I have following function:
def get_denom(n_comp,qs,x,cp,cs):
'''
len(n_comp) = 1 # number of proteins
len(cp) = n_comp # protein concentration
len(qp) = n_comp # protein capacity
len(x) = 3*n_comp + 1 # fit parameters
len(cs) = 1
'''
k = x[0:n_comp]
sigma = x[n_comp:2*n_comp]
z = x[2*n_comp:3*n_comp]
a = (sigma + z)*( k*(qs/cs)**(z-1) )*cp
denom = np.sum(a) + cs
return denom
I compare it against a Fortran implementation (My first Fortran function ever):
subroutine get_denom (qs,x,cp,cs,n_comp,denom)
! Calculates the denominator in the SMA model (Brooks and Cramer 1992)
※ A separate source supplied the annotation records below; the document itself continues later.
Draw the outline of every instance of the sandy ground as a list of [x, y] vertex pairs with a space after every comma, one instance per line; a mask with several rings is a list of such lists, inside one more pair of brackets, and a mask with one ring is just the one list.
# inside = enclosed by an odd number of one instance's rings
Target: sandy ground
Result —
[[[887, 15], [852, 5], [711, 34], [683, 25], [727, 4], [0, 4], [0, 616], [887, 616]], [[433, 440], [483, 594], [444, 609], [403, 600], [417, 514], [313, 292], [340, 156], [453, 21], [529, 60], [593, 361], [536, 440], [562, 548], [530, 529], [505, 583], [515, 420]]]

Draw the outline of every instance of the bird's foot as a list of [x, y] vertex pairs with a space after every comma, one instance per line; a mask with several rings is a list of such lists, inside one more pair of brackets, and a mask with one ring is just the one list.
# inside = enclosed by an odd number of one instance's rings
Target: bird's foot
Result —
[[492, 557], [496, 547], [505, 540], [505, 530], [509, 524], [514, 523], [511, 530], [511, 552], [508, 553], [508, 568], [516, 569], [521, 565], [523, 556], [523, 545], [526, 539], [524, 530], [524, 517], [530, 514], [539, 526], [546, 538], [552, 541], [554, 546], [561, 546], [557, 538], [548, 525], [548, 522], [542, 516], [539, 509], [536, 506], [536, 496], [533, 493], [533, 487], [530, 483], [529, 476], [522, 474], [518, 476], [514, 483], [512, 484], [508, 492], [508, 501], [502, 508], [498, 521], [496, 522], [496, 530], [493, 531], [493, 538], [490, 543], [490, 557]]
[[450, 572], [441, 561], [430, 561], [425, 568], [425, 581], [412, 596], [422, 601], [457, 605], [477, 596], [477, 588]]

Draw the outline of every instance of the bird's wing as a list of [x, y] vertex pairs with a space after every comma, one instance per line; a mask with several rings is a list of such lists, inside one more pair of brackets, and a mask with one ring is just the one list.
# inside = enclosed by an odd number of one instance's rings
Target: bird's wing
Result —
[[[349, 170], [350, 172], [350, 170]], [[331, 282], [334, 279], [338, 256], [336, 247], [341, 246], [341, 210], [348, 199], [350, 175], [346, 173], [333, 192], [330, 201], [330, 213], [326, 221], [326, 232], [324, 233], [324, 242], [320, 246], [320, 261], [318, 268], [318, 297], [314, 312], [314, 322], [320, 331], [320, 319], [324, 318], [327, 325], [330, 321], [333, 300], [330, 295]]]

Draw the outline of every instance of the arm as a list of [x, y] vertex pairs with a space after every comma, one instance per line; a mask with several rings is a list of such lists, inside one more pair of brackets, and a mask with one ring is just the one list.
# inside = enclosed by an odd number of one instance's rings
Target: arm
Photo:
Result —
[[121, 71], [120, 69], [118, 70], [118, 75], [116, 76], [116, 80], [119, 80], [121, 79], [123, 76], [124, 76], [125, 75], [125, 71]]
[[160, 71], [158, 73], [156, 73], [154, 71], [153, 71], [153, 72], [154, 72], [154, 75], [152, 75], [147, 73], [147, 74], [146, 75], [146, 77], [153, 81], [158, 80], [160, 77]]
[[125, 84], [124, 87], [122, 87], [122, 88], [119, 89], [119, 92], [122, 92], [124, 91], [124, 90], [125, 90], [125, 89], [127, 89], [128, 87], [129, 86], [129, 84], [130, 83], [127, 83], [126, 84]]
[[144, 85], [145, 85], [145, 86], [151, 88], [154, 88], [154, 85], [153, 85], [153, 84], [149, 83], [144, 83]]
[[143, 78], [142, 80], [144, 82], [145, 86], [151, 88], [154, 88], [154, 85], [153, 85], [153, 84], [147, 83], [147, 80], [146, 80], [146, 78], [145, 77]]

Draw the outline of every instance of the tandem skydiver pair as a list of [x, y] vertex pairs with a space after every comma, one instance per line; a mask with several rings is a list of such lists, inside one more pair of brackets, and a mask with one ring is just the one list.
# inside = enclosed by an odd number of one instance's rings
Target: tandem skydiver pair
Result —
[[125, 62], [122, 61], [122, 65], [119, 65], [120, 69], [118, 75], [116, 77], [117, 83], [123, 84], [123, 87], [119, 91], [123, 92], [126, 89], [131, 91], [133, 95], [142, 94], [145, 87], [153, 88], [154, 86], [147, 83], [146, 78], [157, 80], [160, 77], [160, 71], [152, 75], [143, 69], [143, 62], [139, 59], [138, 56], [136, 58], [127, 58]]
! The function is called at a specific salt concentration and isotherm point
! I loops over the number of components
implicit none
! declaration of input variables
integer, intent(in) :: n_comp ! number of components
double precision, intent(in) :: cs,qs ! salt concentration, free ligand concentration
double precision, dimension(n_comp), INTENT(IN) ::cp ! protein concentration
double precision, dimension(3*n_comp + 1), INTENT(IN) :: x ! parameters
! declaration of local variables
double precision, dimension(n_comp) :: k,sigma,z
double precision :: a
integer :: i
! declaration of outpur variables
double precision, intent(out) :: denom
k = x(1:n_comp) ! equlibrium constant
sigma = x(n_comp+1:2*n_comp) ! steric hindrance factor
z = x(2*n_comp+1:3*n_comp) ! charge of protein
a = 0.
do i = 1,n_comp
a = a + (sigma(i) + z(i))*(k(i)*(qs/cs)**(z(i)-1.))*cp(i)
end do
denom = a + cs
end subroutine get_denom
I compiled the .f95 file by using:
1) f2py -c -m get_denom get_denom.f95 --fcompiler=gfortran
2) f2py -c -m get_denom_vec get_denom.f95 --fcompiler=gfortran --f90flags='-msse2'
(The last option should turn on auto-vectorization)
I test the functions by:
import numpy as np
import get_denom as fort_denom
import get_denom_vec as fort_denom_vec
from matplotlib import pyplot as plt
%matplotlib inline
def get_denom(n_comp,qs,x,cp,cs):
k = x[0:n_comp]
sigma = x[n_comp:2*n_comp]
z = x[2*n_comp:3*n_comp]
# calculates the denominator in Equ 14a - 14c (Brooks & Cramer 1992)
a = (sigma + z)*( k*(qs/cs)**(z-1) )*cp
denom = np.sum(a) + cs
return denom
n_comp = 100
cp = np.tile(1.243,n_comp)
cs = 100.
qs = np.tile(1100.,n_comp)
x= np.random.rand(3*n_comp+1)
denom = np.empty(1)
%timeit get_denom(n_comp,qs,x,cp,cs)
%timeit fort_denom.get_denom(qs,x,cp,cs,n_comp)
%timeit fort_denom_vec.get_denom(qs,x,cp,cs,n_comp)
I added following Cython code:
import cython
# import both numpy and the Cython declarations for numpy
import numpy as np
cimport numpy as np
@cython.boundscheck(False)
@cython.wraparound(False)
def get_denom(int n_comp,np.ndarray[double, ndim=1, mode='c'] qs, np.ndarray[double, ndim=1, mode='c'] x,np.ndarray[double, ndim=1, mode='c'] cp, double cs):
cdef int i
cdef double a
cdef double denom
cdef double[:] k = x[0:n_comp]
cdef double[:] sigma = x[n_comp:2*n_comp]
cdef double[:] z = x[2*n_comp:3*n_comp]
# calculates the denominator in Equ 14a - 14c (Brooks & Cramer 1992)
a = 0.
for i in range(n_comp):
#a += (sigma[i] + z[i])*( pow( k[i]*(qs[i]/cs), (z[i]-1) ) )*cp[i]
a += (sigma[i] + z[i])*( k[i]*(qs[i]/cs)**(z[i]-1) )*cp[i]
denom = a + cs
return denom
EDIT:
Added Numexpr, using one thread:
def get_denom_numexp(n_comp,qs,x,cp,cs):
k = x[0:n_comp]
sigma = x[n_comp:2*n_comp]
z = x[2*n_comp:3*n_comp]
# calculates the denominator in Equ 14a - 14c (Brooks & Cramer 1992)
a = ne.evaluate('(sigma + z)*( k*(qs/cs)**(z-1) )*cp' )
return cs + np.sum(a)
ne.set_num_threads(1) # using just 1 thread
%timeit get_denom_numexp(n_comp,qs,x,cp,cs)
The result is (smaller is better):
Why is is the speed of Fortran getting closer to Numpy with increasing size of the arrays? And how could i speed up Cython? Using pointers?